Un tè, i pasticcini, Carreras e lo sguardo all’orologio. Domani andrò via. Oh giovinetta bella, oh Carreras, oh cugina Olga con i tuoi asciugamani ricamati a mano, le tue tendine, i tuoi pizzi, i centrini, le tue caramelle alla menta, gli album di famiglia, i quadri. Tutto questo lo porterò con me, nel mio cuore. Domani sera sarò di nuovo a Roma senza sapere che cosa troverò. Sarai lì ad aspettarmi? Ancora una notte qui, poi saprò.
2021. Ripongo nella busta la foto e la lettera mai spedita e mai letta da chi avrebbe dovuto riceverla, rimetto tutto nel cassetto e pazienza se sarà più disordinato di prima. Sono trascorsi trent’anni. Olga non c’è più, non c’è più neanche la sua casa e non ci sono più nemmeno i suoi merletti i suoi libri e tutta la sua musica. Spero che non siano andati persi o buttati, ma che siano finiti nelle mani di qualcuno che ne abbia cura.

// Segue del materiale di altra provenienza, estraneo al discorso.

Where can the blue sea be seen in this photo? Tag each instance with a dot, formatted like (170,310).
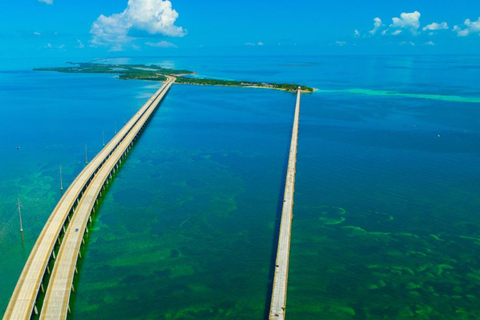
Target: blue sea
(386,217)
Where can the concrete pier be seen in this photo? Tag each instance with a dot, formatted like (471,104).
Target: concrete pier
(280,281)
(64,218)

La sera del mio ritorno lui era lì ad aspettarmi, impaziente come me, come me ormai convinto, nonostante il brevissimo distacco, di non poter vivere senza la sicurezza della mia presenza. Aveva avuto paura. Ero andata via. E se non fossi tornata? Se se se…

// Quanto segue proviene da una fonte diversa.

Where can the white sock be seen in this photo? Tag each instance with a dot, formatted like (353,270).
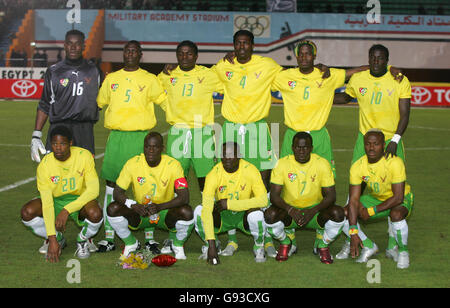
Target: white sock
(331,230)
(400,229)
(37,225)
(120,225)
(183,228)
(257,227)
(90,229)
(346,228)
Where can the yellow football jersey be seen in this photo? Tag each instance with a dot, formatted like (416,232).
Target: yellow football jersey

Ora non c’è più nemmeno lui. Io ci sono ancora. Non conto più gli anni che ho, ma poiché sono viva, lo prendo come un miracolo o come un dono di Dio, che è poi la stessa cosa. Sono viva sì. Il mondo è mutato in tutti i sensi. Ora abbiamo il covid, questo mostro che ci fa ancora paura e che ci ha cambiati profondamente. Noi e la nostra vita. Non ci si abbraccia più, non ci si bacia, non ci si può nemmeno stringere la mano e una video chiamata, un incontro distanziato non ci fanno sentire meglio. Non a me. Non amo i surrogati e nemmeno il mondo virtuale. Ci dicono che il covid sarà sconfitto perché ora c’è il vaccino. La nostra speranza. Il ritorno alla normalità. Quale normalità. Non è molto rassicurante. Una stessa parola può avere significati diversi, è vero. Ma non bacio, carezza, abbraccio. Io, di questi, ne conosco uno solo.